Emerging treatments

Isoniazid/rifapentine (for latent TB infection)

A 1-month regimen of daily isoniazid plus rifapentine has been evaluated in a randomized, open-label, phase 3 trial and found to be noninferior to 9 months of isoniazid alone for preventing TB in patients with HIV who were living in areas of high TB prevalence or who had evidence of latent TB infection (LTBI).[117] US guidelines for the prevention and treatment of opportunistic infections in adults and adolescents with HIV include the 1-month regimen as an alternative option for treatment of LTBI in people with HIV.[88] However, it is not currently recommended in the National Tuberculosis Controllers Association and Centers for Disease Control and Prevention guidelines.[95]

Rifapentine and moxifloxacin (4-month regimen)

An international, randomized, controlled, open-label phase 3 noninferiority clinical trial (study 31/A5349) found that a 4-month daily treatment regimen containing high-dose (optimized) rifapentine with moxifloxacin is as effective as the standard daily 6-month regimen in the treatment of drug-susceptible pulmonary TB.[118] The US Centers for Disease Control and Prevention and the World Health Organization both now recommend the 4-month regimen (8 weeks of daily treatment with rifapentine, isoniazid, pyrazinamide, and moxifloxacin, followed by 9 weeks of daily treatment with rifapentine, isoniazid, and moxifloxacin) as a treatment option for patients aged ≥12 years with drug-susceptible pulmonary tuberculosis.[119][120]​ Guidelines for the prevention and treatment of opportunistic infections in those with HIV also recommend this regimen as an alternative option only for patients with pulmonary TB receiving an efavirenz-based antiretroviral therapy regimen.[88]​ This regimen is not currently recommended for most types of EPTB but could be an acceptable option for patients with EPTB that is likely to be paucibacillary, does not pose a substantial risk for death or disability, and does not require prolonged treatment (i.e., pleural or lymph node TB).[119][120]​ Additional studies are recommended for patients with EPTB.[119][120]

Bedaquiline plus pretomanid and linezolid (BPaL)

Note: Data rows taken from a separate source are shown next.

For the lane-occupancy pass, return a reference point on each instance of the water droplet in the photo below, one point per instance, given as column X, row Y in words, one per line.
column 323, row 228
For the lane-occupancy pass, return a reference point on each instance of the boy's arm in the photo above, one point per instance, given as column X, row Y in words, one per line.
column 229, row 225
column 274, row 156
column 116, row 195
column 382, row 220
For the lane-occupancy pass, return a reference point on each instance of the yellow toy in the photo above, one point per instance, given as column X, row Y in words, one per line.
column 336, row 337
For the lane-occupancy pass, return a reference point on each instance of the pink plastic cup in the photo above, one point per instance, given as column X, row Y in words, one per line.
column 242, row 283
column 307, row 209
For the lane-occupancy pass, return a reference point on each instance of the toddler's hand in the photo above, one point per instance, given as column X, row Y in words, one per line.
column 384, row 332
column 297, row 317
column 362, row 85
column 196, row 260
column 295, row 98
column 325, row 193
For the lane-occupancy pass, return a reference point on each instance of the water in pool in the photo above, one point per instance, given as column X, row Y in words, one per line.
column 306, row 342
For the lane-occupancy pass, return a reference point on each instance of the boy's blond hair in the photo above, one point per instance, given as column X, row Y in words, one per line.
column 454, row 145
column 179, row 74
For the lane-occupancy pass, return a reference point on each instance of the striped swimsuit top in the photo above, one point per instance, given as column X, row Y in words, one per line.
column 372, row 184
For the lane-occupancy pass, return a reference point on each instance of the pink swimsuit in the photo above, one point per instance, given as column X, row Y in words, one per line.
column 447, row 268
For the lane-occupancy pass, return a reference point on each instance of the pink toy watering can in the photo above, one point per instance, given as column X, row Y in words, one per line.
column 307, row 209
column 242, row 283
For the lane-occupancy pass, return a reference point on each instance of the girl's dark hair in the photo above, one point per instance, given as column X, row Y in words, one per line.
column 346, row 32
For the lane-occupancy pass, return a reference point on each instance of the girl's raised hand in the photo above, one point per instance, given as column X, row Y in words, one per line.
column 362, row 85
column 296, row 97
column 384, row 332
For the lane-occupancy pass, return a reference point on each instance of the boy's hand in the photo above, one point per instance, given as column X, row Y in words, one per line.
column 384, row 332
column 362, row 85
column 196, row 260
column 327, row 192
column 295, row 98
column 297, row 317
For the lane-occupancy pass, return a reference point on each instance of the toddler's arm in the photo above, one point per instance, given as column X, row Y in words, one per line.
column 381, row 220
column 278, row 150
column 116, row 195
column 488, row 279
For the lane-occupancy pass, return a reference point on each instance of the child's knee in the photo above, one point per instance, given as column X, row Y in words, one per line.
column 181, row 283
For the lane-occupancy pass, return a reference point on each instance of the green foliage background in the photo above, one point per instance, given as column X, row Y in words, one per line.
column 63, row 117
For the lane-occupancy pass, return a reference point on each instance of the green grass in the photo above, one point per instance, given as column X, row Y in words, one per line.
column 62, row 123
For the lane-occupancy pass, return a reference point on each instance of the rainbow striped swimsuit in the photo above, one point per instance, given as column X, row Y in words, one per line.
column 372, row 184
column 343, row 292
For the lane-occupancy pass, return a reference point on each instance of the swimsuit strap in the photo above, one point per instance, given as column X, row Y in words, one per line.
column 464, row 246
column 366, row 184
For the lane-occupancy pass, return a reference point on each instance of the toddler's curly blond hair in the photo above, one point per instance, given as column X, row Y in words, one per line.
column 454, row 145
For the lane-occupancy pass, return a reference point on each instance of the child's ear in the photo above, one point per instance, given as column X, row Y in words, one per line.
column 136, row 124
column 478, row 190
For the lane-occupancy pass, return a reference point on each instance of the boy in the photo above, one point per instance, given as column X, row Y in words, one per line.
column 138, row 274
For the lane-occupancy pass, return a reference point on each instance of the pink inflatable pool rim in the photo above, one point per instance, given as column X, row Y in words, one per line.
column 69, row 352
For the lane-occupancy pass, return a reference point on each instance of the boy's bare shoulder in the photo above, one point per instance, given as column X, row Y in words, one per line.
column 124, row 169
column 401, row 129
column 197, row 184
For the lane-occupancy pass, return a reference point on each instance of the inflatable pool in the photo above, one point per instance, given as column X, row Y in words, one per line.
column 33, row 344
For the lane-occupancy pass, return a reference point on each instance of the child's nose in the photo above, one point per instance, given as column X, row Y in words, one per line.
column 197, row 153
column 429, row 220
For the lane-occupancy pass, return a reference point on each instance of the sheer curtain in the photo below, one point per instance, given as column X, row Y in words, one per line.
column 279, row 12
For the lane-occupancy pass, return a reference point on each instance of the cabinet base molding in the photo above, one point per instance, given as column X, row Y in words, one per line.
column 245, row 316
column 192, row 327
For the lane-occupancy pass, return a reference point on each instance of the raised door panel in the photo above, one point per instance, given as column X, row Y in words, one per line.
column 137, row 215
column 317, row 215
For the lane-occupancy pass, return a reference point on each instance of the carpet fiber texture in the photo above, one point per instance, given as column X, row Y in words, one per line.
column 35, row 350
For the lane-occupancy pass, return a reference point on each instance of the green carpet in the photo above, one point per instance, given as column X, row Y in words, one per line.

Pretomanid is approved in the US for the treatment of extensively-drug resistant (XDR), treatment-intolerant, or nonresponsive multidrug-resistant (MDR) pulmonary TB, when used in combination with bedaquiline and linezolid (the BPaL regimen).[121]​ The Centers for Disease Control and Prevention now recommends that BPaL may be used in the treatment of adults with pulmonary XDR or pre-XDR (resistant to isoniazid, rifampin, and at least one fluoroquinolone or injectable medication [i.e., amikacin, kanamycin, capreomycin]) or treatment-intolerant/nonresponsive MDR TB when a safe and effective treatment regimen cannot otherwise be provided.[122] The World Health Organization (WHO) also recommends BPaL for patients with MDR-TB and BPaL with moxifloxacin (BPaLM) for those who do not have documented resistance to fluoroquinolones.[108]​ The WHO recommends the use of this 6-month regimen for adults and adolescents ages 14 and over with confirmed pulmonary TB and all forms of extrapulmonary TB (except for TB involving the CNS, osteoarticular and disseminated [miliary] TB), regardless of HIV status, who have less than 1 month exposure to bedaquiline, linezolid, pretomanid, or delamanid.[108] Guidelines for the prevention and treatment of opportunistic infections in those with HIV also now recommend BPaLM as the preferred option for rifampin-resistant pulmonary TB in people with HIV.[68]​ Some TB experts in the US are using BPaL and BPaLM for less severe forms of extrapulmonary TB (e.g., cervical lymphadenitis, pleural TB); however, pretomanid is not currently approved for treatment of extrapulmonary TB in the US.